スポーツ指導と体罰

スポーツ指導と体罰

今第一線で活躍しているプロスポーツ選手のほとんどが、学校の部活動通してそのプレースタイルの基礎を叩きこまれた事は周知の事実だろう。だがその部活動で今課題となっているのが大人たちの指導方法に関する問題だ。

 

特に体罰については、指導される子ども達だけでなくその子達の保護者、または指導者側も双方気をつけなければならない問題として常に議論されてきた。

 

指導という行為は、基本的には指導される側よりも常に上の立場にいなければ成立させる事は難しい。体罰はその立場関係を再認識させ、またある種の権力誇示や見せしめという面で効果的であると考えられ現在まで使われてきた方法の一つだ。

 

しかし今は、指導者側に指導目的だけでない個人的な日々のストレスや鬱憤を晴らす目的で体罰を行うケースが増えているように思えて仕方がない。

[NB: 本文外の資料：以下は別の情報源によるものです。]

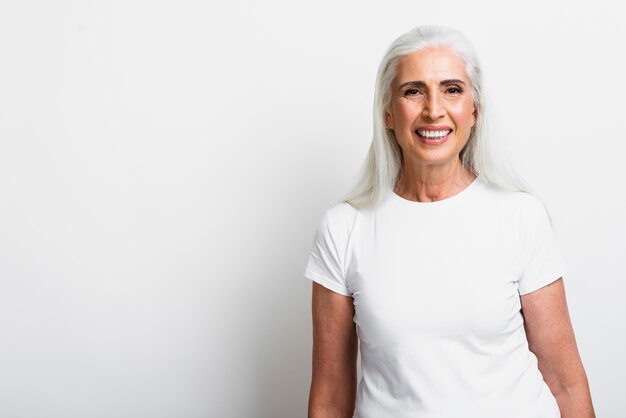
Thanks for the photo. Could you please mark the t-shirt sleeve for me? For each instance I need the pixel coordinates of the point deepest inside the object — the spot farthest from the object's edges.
(326, 260)
(543, 261)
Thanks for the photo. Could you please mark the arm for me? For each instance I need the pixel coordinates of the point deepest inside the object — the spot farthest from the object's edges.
(551, 339)
(335, 343)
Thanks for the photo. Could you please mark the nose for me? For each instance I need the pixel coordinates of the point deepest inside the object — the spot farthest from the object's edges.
(433, 108)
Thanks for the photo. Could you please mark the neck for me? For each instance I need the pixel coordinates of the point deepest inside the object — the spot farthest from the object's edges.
(432, 183)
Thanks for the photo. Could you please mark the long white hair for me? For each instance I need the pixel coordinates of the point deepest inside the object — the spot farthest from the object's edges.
(483, 154)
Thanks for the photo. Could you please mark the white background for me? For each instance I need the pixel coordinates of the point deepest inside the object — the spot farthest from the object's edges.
(163, 165)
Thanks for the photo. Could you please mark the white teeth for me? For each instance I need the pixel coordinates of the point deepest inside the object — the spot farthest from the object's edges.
(434, 134)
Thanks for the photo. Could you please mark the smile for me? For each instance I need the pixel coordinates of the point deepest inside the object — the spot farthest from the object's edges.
(433, 137)
(433, 134)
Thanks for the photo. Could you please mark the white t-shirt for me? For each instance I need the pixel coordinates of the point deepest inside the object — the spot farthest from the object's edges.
(436, 289)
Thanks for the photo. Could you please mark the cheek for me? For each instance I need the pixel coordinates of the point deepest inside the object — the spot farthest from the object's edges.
(464, 114)
(404, 115)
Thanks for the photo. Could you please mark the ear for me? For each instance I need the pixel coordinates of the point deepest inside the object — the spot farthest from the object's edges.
(388, 119)
(475, 115)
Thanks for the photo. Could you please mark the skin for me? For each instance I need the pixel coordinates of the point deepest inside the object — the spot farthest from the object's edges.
(430, 173)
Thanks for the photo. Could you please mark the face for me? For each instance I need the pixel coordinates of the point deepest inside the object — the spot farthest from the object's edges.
(431, 110)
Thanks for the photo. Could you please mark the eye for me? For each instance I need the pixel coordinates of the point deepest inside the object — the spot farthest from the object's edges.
(411, 92)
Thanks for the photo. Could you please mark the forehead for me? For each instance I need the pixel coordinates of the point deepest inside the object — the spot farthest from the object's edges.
(430, 65)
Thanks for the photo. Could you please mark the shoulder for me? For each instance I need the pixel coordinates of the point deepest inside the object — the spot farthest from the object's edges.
(340, 218)
(522, 201)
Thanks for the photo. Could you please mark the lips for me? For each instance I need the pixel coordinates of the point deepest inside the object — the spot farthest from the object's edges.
(432, 133)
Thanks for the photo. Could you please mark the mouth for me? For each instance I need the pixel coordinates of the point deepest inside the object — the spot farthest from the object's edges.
(433, 137)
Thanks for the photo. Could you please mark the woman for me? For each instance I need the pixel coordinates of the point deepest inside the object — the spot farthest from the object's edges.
(440, 264)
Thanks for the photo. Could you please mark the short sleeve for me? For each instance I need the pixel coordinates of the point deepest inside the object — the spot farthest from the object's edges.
(543, 261)
(326, 262)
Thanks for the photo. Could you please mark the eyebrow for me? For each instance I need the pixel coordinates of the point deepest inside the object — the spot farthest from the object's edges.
(422, 84)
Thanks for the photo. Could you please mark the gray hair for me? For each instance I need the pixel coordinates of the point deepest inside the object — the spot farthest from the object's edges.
(481, 155)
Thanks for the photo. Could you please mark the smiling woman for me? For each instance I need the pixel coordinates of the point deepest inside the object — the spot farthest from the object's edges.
(440, 264)
(431, 114)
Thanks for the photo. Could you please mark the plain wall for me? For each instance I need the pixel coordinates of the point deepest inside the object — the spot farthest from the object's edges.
(163, 165)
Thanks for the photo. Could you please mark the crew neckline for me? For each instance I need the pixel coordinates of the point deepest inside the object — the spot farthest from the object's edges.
(463, 194)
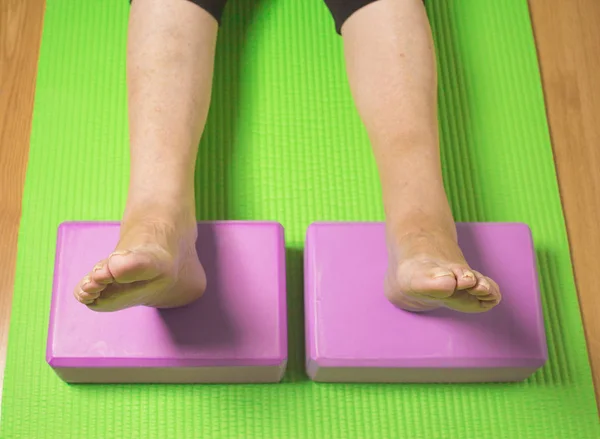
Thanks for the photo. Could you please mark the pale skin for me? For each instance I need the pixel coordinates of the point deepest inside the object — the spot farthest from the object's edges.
(391, 69)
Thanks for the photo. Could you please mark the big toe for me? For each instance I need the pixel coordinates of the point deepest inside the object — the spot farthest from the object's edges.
(486, 290)
(138, 265)
(427, 279)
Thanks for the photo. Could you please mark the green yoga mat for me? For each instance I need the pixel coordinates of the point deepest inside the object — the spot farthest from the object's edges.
(284, 142)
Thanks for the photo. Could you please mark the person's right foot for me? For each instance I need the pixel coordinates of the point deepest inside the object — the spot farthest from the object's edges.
(428, 271)
(154, 264)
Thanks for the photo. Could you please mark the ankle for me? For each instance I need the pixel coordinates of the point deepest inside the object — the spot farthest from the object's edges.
(421, 227)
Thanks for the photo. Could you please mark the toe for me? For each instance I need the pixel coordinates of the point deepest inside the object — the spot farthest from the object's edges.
(101, 274)
(465, 277)
(90, 286)
(431, 281)
(85, 297)
(486, 290)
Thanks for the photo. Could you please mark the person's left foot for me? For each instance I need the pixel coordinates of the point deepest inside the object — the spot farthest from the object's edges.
(155, 264)
(428, 271)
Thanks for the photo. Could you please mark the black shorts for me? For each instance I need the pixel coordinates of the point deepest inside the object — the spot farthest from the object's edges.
(341, 10)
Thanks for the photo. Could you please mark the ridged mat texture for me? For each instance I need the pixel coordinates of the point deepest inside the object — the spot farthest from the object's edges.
(284, 142)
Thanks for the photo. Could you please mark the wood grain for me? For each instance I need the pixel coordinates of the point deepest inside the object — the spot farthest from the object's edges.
(568, 44)
(568, 40)
(20, 31)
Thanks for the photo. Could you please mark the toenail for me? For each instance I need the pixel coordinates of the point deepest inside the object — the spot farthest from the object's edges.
(442, 273)
(119, 253)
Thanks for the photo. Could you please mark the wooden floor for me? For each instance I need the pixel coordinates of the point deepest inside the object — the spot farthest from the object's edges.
(568, 40)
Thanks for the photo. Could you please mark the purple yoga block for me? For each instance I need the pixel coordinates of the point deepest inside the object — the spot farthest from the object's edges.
(353, 334)
(235, 333)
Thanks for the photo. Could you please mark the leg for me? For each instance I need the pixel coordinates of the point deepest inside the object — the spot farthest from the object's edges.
(391, 68)
(169, 72)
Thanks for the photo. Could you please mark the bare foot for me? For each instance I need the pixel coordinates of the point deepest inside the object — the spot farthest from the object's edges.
(154, 264)
(428, 271)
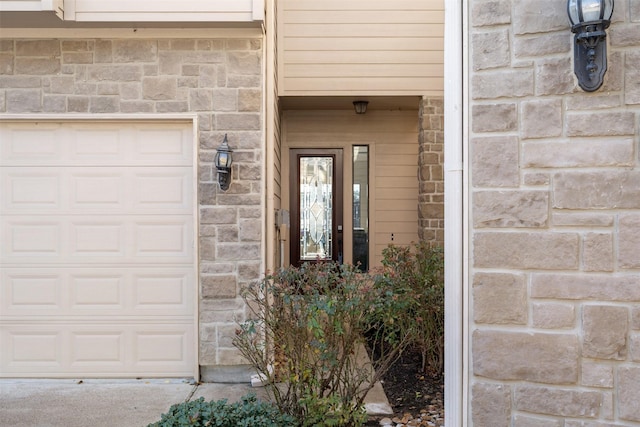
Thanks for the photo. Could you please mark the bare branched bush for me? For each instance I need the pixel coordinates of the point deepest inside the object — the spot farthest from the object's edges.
(308, 335)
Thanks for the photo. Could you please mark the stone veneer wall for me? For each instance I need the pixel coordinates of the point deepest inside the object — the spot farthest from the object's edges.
(430, 171)
(220, 80)
(555, 195)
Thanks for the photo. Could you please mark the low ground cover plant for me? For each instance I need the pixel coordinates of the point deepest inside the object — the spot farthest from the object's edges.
(248, 412)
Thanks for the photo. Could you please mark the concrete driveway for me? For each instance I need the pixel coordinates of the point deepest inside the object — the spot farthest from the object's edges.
(108, 403)
(118, 403)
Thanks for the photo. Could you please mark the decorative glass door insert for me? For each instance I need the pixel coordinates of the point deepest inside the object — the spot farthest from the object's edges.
(316, 208)
(316, 205)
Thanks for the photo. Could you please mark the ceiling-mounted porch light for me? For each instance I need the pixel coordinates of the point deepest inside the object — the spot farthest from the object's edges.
(360, 106)
(223, 161)
(589, 20)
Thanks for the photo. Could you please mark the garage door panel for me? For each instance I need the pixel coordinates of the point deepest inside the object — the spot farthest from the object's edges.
(25, 239)
(97, 250)
(77, 291)
(97, 350)
(30, 189)
(96, 190)
(102, 144)
(26, 143)
(67, 239)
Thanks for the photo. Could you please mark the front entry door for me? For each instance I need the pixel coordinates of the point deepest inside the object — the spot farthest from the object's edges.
(316, 205)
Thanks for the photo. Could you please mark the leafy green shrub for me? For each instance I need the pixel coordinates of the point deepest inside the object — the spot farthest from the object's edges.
(249, 412)
(415, 278)
(306, 337)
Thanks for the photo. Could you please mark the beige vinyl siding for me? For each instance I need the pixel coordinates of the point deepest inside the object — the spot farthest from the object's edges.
(393, 140)
(384, 47)
(273, 147)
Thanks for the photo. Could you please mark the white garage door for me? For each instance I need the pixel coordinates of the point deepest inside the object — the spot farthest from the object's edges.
(97, 261)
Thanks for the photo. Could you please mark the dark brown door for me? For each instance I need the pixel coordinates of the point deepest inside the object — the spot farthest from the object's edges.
(316, 205)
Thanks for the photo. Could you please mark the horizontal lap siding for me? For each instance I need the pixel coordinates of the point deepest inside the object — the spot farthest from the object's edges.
(361, 47)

ある種無機質でなければいけない指導という行為に、無関係な感情が入ってしまったがために体罰がただの暴力と化してしまっているのではないだろうか。

 

本来、今問題とするべき行為はこの「暴力」であって「体罰」についてではないはずだ。指導者側に手を挙げずとも言って聞かせるスキルがあれば指導現場に双方の誤解を生む体罰は絶対に起こらない。

 

また指導される側に暴力ではなく体罰だとしっかり認識させる、つまり自分の行った行為は良くないと自覚させる事も指導として必要になってくる。こうした指導者としての技術不足がこの体罰に関する問題をこれまで以上に大きくしている要因でもあるのだろう。

 

しかしこの線引きの部分が非常に難しく、最終的には指導される側の感情によって左右されるケースがほとんどである。また、保護者側が少し神経質になりすぎているという面も考えなくてはならない。

 

我が子の事を大切に思うばかりに甘やかし、本来家庭で教育しなければならない部分を指導者側に任せっきりにし、それなのにも関わらず運動の指導方法やレギュラーメンバーの起用について口を挟む親が非常に増えている。

 

指導される生徒だけに留まらず、指導者側も指導される側の保護者も、一昔前に比べて未熟な面が多いように感じられる。もしかしたらお互いの精神的成長というものが体罰を筆頭に今考えられている指導や教育に関する問題の根源的解決に繋がってくるのではないだろうか。